Explore this white wine type’s key characteristics, plus where it’s grown, food to pair it with and other serving and storage secrets to get the most out of your sauvignon blanc experience.
What Is Sauvignon Blanc Wine?
Sauvignon blanc is one of the world’s most popular white wine varietals.
Sharp, crisp, acidic and dry, sauvignon blanc presents a distinct palate and tasting experience for all who try a glass. The grape is considered a noble varietal, meaning it’s internationally recognized as a top-quality grape type capable of large-scale cultivation yet still expressing its unique terroir.

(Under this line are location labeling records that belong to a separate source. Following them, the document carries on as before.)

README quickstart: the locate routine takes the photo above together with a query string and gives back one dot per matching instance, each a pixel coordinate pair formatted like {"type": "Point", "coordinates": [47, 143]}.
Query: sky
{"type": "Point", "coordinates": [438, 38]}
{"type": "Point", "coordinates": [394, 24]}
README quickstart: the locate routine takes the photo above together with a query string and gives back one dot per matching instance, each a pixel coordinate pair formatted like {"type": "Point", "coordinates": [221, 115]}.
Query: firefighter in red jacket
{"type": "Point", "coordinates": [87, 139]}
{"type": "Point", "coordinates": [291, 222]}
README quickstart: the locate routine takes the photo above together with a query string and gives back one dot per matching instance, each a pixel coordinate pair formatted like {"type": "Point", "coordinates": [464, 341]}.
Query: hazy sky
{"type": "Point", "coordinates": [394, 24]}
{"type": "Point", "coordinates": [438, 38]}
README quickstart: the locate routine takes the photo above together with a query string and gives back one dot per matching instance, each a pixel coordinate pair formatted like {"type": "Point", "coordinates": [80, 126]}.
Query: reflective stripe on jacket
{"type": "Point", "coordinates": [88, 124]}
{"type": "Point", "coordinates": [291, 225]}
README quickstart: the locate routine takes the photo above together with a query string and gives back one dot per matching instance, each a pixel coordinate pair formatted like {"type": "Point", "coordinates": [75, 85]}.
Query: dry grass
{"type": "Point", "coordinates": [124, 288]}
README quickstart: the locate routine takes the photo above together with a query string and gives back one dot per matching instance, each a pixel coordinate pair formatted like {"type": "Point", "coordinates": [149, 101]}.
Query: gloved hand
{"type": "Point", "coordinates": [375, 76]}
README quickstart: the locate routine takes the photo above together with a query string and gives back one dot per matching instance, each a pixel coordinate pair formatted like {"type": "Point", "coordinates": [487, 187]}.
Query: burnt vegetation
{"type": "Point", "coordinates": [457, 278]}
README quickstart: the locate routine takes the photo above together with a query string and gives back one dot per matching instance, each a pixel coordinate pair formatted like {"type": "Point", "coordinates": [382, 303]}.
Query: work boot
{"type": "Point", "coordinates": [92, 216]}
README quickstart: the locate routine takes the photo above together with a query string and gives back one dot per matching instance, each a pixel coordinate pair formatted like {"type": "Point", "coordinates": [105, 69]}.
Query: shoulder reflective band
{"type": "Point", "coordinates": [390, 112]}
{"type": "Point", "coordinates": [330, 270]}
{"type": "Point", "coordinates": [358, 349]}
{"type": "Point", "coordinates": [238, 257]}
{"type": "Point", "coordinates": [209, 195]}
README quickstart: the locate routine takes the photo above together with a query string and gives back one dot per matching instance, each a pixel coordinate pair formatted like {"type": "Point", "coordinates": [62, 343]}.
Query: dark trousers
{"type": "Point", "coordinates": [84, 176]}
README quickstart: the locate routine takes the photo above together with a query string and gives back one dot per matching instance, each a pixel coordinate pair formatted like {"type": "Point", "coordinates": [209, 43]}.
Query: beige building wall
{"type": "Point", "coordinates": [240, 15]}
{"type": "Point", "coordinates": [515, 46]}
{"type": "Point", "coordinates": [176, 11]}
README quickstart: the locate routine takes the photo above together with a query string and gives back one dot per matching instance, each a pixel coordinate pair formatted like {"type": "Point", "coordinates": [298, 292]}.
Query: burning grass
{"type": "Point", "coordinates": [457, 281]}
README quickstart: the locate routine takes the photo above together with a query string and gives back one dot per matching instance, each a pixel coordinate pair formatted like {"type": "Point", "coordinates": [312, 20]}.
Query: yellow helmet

Sauvignon blanc itself means “wild white,” nodding to its lush, dense vine canopies and early ripening. The green-skinned varietal is now grown worldwide in a variety of cool and moderate climates, pairs well with dozens of foods and remains a bestseller on the consumer wine market.
Sauvignon Blanc Pronunciation
Wondering how to pronounce sauvignon blanc? You’re not alone.
Sauvignon blanc is pronounced as “sah-veen-yohn-blahnk.” Drop the hard “k” when trying to be fancy and say it like the French, or stick with the well-accepted English phonetics. Now, next time you’re out to eat, you can order a glass of sauvignon blanc without fear!
History of Sauvignon Blanc
Both provinces carry a storied wine history and are the homes of many other noble varietals, including the rhyming cabernet franc. In fact, the regional origins of these two wines — sauvignon blanc and cabernet franc — are so intertwined, they’re actually the parent varietals of the world’s most popular red wine, cabernet sauvignon.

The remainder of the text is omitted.